DES FOULES RASSEMBLÉES
La réunion du samedi eut lieu au Palais des Sports de Porto où s’entassa une foule de 7 586 personnes. Celle du dimanche était prévue dans le stade de Tapadinha, à Lisbonne, qui compte 22 000 places assises. Les responsables de ce stade ont coopéré de façon remarquable avec les témoins. Ils ont même fait jouer le matin un match de football prévu pour l’après-midi, afin que les témoins qui venaient de loin aient le temps de faire le voyage et puissent profiter du programme prévu l’après-midi.
Quand frères Knorr et Franz sont arrivés au stade, il était déjà plein, et des milliers de personnes attendaient à l’extérieur dans l’espoir de pouvoir y entrer. Le manque de place allait-il les priver de cette réunion ? Il semble que les responsables du stade aient compris toute l’importance de cette réunion. En effet, pendant le discours de frère Franz sur le Psaume 91, ils donnèrent l’autorisation de faire pénétrer la foule sur la pelouse, ce qui ne s’était jamais produit. Ce fut un spectacle très émouvant.
Finalement, on compta une assistance totale de 39 284 personnes. Pour les deux réunions spéciales il y eut 46 870 assistants, soit trois fois le nombre total des témoins de Jéhovah au Portugal ! Quand on annonça que les témoins allaient pouvoir ouvrir des Salles du Royaume pour leurs réunions de congrégation, les assistants applaudirent à tout rompre.
Mais pourquoi avait-il fallu attendre si longtemps avant que l’œuvre soit reconnue ? Il sera intéressant d’en faire l’historique.
UNE CONSPIRATION POUR SUPPRIMER LA LIBERTÉ DU CULTE
Les témoins de Jéhovah prêchent la “bonne nouvelle” du Royaume de Dieu au Portugal depuis mai 1925 (Mat. 24:14). Cette année-là, ils organisèrent leur première réunion publique au gymnase de l’école Luís Camões, à Lisbonne.

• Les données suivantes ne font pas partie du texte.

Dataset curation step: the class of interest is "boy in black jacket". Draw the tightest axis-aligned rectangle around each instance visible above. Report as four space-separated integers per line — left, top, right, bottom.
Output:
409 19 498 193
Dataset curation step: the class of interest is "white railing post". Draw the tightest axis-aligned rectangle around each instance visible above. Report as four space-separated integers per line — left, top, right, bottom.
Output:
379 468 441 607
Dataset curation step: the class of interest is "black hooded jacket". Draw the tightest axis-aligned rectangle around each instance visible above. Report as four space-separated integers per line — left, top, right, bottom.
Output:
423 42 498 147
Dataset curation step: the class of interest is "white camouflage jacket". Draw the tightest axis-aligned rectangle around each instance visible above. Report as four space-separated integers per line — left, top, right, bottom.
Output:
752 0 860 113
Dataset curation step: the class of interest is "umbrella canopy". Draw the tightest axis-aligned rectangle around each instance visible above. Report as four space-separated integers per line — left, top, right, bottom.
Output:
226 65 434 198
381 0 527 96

J. F. Rutherford prononça devant 2 000 personnes un discours intitulé “Comment vivre pour toujours sur la terre”.
Après ce discours, la Société Watch Tower ouvrit une filiale au 95 rue Santa Justa, à Lisbonne. La même année (1925), La Tour de Garde commença à être publiée dans cette ville. D’autres réunions furent organisées et présidées par George Young, un Canadien qui avait été envoyé au Portugal pour s’occuper de l’œuvre dans ce pays. Mais la situation pouvait changer rapidement ; c’est effectivement ce qui se produisit l’année suivante.

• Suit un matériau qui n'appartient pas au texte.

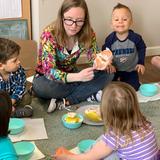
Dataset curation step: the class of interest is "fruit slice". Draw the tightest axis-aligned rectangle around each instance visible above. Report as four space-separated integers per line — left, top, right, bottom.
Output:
94 49 113 70
84 108 102 122
65 112 80 123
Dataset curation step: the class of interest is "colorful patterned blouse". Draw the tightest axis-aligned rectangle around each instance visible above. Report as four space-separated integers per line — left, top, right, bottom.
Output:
35 25 99 82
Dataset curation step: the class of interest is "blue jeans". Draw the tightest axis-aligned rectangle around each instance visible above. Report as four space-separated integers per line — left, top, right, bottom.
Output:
32 71 114 104
113 71 140 91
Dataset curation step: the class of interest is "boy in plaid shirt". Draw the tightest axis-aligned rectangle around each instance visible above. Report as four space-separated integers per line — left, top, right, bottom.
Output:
0 38 33 118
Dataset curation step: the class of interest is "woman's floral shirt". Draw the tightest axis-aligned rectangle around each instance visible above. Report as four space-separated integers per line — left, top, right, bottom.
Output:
35 25 99 83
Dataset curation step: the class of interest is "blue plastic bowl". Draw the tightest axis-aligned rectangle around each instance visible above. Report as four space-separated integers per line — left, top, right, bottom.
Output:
62 113 83 129
9 118 25 135
77 139 96 153
140 84 158 97
14 141 35 160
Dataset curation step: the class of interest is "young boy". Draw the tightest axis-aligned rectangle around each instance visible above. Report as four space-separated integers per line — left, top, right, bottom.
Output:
102 3 146 91
0 38 33 118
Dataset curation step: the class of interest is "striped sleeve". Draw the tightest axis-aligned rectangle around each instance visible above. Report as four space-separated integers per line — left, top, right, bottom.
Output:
102 125 159 160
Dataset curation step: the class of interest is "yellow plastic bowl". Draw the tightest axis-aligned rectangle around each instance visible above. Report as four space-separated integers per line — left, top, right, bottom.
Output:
62 114 83 129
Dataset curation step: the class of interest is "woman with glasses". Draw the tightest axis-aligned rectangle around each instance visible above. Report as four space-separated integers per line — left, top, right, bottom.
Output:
33 0 113 112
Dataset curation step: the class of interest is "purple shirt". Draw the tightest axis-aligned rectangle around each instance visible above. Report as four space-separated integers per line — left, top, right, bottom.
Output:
102 124 159 160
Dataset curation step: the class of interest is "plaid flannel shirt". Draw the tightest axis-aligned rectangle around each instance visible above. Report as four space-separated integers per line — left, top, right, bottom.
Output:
0 65 26 101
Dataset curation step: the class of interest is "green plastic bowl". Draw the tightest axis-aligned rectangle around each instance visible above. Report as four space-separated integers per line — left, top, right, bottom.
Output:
9 118 25 135
140 84 158 97
77 139 96 153
62 113 83 129
14 141 35 160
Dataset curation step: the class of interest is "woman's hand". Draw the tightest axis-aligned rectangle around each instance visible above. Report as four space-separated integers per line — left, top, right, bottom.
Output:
78 67 95 82
66 67 95 82
135 64 145 74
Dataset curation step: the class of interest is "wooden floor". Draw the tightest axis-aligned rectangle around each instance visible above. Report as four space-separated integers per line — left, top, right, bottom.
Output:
139 56 160 83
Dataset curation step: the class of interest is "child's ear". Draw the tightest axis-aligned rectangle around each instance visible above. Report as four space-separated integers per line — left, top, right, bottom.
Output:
0 63 4 69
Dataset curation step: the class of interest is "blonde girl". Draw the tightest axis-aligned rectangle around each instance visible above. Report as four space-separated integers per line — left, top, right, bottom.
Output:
54 82 159 160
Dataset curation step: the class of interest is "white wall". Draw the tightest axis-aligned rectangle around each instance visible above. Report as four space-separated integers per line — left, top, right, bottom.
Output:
32 0 160 55
31 0 40 43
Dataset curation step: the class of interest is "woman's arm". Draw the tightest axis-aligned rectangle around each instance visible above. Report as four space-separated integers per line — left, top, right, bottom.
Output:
54 140 113 160
66 67 94 82
36 29 68 82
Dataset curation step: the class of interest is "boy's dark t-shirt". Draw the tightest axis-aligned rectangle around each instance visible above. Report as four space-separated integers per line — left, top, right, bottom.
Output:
102 30 146 72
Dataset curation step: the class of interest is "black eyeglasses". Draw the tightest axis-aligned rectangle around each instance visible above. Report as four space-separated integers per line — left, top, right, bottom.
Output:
63 18 84 26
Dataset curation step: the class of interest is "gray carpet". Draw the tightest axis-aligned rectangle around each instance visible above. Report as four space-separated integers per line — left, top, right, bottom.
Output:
31 97 160 160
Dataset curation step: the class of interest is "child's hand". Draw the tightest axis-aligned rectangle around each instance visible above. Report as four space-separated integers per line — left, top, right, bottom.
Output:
12 106 15 112
135 64 145 74
105 64 116 74
11 98 16 105
53 147 75 160
53 154 68 160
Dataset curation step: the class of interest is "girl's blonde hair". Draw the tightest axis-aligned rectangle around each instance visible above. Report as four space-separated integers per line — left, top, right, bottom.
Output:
101 82 150 146
53 0 92 49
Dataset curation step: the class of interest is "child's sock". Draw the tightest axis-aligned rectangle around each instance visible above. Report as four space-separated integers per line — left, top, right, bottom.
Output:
96 90 102 101
57 98 72 111
87 90 102 102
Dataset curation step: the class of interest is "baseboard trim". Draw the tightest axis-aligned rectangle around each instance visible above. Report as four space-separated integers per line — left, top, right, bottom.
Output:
146 46 160 56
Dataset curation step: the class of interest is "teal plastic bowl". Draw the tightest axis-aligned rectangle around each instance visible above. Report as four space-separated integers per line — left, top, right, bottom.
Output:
77 139 96 153
9 118 25 135
62 113 83 129
140 84 158 97
14 141 35 160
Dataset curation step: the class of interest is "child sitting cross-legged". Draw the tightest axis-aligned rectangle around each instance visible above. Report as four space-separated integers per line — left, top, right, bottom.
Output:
0 38 33 118
54 82 160 160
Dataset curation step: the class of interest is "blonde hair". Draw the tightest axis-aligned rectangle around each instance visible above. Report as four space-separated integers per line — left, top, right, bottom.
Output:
52 0 92 49
101 82 150 147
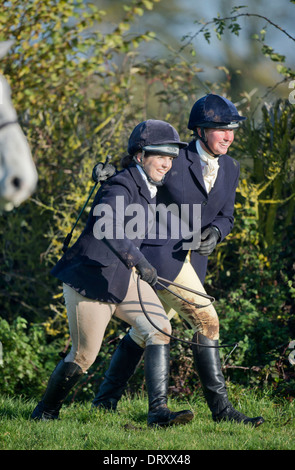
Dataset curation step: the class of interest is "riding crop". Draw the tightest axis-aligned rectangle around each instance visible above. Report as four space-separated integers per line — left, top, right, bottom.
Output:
137 274 239 357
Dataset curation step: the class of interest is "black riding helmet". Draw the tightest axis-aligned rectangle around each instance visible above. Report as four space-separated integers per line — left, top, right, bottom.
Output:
188 94 246 157
128 119 187 186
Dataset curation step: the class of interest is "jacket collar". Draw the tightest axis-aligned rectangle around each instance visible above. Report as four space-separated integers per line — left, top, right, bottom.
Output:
186 141 207 195
127 164 156 204
185 140 225 197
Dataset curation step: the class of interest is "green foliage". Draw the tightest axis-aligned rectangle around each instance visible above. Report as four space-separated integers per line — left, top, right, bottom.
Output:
205 180 295 397
0 317 62 396
233 100 295 247
188 5 295 80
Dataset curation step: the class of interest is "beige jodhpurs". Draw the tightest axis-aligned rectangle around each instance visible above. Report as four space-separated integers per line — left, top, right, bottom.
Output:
63 270 171 372
129 254 220 343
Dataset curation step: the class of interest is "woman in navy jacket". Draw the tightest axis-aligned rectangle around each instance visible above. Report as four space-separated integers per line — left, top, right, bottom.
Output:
94 95 264 427
31 119 194 428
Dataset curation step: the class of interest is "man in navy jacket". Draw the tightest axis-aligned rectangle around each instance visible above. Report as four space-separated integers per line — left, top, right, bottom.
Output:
140 132 240 286
93 95 264 427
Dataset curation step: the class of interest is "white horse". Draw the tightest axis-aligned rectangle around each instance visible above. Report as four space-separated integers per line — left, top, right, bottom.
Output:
0 40 37 211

En 1926, le gouvernement républicain fut renversé, le mouvement “O Novo Estado” (l’“État nouveau”) prit le pouvoir. Il mit en place un gouvernement conservateur soutenu par l’Église catholique. Le personnage principal de ce nouveau régime était le Dr Oliveira Salazar.
Les témoins de Jéhovah connurent aussitôt de grandes difficultés. La Tour de Garde fut censurée par le gouvernement, et à peine un an plus tard les témoins durent la faire imprimer à Berne. En 1933, le Portugal adopta une nouvelle constitution qui donnait naissance à un État très puissant qui exerçait un pouvoir dictatorial sur le peuple. La même année, toutes les publications des témoins de Jéhovah furent interdites, et le bureau de la Société fut fermé.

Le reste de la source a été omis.